Torch.no_grad() in Validation Set

Below is a code snippet that I am implementing:-

def loss_fn(Y_prob, Y_true):
    criterion = nn.BCELoss()
    loss = criterion(Y_prob, Y_true)
    return loss
def loss_for_batch(model, X, Y_true, optimizer=None):
    Y_prob = model(X)
    loss = loss_fn(Y_prob, Y_true)
    if optimizer is not None:
        loss.backward()
        optimizer.step()
        optimizer.zero_grad()
    return (loss.item())*X.shape[0])
def train():
    .
    .
    .
    model.train()
    for X_train, Y_train in train_dl:
        train_loss_batch = loss_for_batch(
                    model, X_train, Y_train, optimizer)
         .
         .
         .

     model.eval()
     for X_val, Y_valin train_dl:
     val_loss_batch = loss_for_batch(
                    model, X_train, Y_train, optimizer)     

My question is:-
Since I haven’t used torch.no_grad() for backward calculation and I am aware of the fact that I should do it considering the computational constraints. But, even if I am not doing it, will it affect my model performance?
My doubt is when I am iterating through the val_dl, the computation graph which is being made while iterating through the val_dl will have the loss variable too, which is having requires_grad set to True because I haven’t used torch.no_grad(), will this graph affect the “next” graph and gradients which will be created on the next iteration through train_dl and backpropagated through loss.backward?
Is the loss tensor being created is the “same” for all the iterations of dataloaders irrespective of train_dl or val_dl?
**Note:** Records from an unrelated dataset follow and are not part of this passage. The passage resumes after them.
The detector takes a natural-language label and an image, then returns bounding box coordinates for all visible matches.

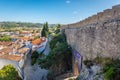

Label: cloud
[73,11,78,14]
[66,0,70,4]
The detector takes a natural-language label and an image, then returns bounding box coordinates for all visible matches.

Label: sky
[0,0,120,24]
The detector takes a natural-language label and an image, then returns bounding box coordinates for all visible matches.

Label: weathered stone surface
[61,5,120,59]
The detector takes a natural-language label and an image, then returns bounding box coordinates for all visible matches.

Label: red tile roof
[32,38,42,45]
I don’t know if this is from posting here, but you would want the model.eval() to happen outside the training loop, right? Also, you would want the validation to happen on the validation loop, probably.
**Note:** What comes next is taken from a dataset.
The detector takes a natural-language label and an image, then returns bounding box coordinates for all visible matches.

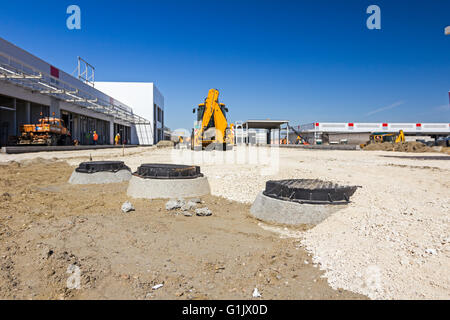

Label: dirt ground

torch.no_grad() saves memory and, sometimes, time, but the recorded autograd graphs should be deallocated when the validation leaves loss_for_batch because all tensors (Y_prob and loss in particular) go out of scope regardless of whether you have done the backward, so at the end of each iteration you will be in the same situation with or without no_grad in the loss_for_batch function. There used to be bugs around this a longish time ago, but I think the above would work.
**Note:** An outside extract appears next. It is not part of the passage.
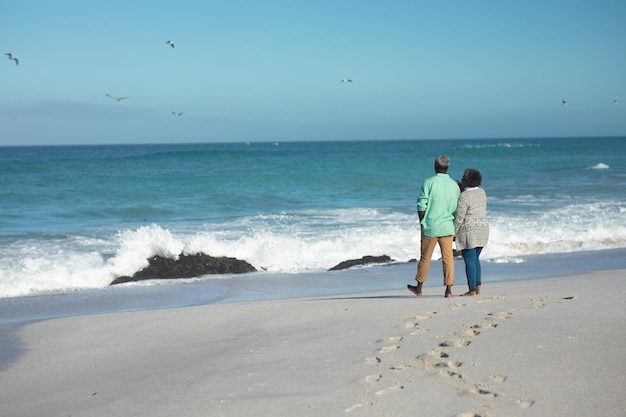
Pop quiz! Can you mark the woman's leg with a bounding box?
[461,249,476,295]
[476,248,483,292]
That said, I would probably add the no_grad context (or a torch.set_grad_enabled(torch.is_grad_enabled() and optimizer is not None) context if you want to handle with gradient and without in one bit of code).

Best regards

Thomas

The model.eval() should have been outside the training loop. I wrote that erroneously.

Also, thanks for the clarification.

I am adding the torch.no_grad() in the training loop just after the model.eval() part. I guess that won’t raise an alarm.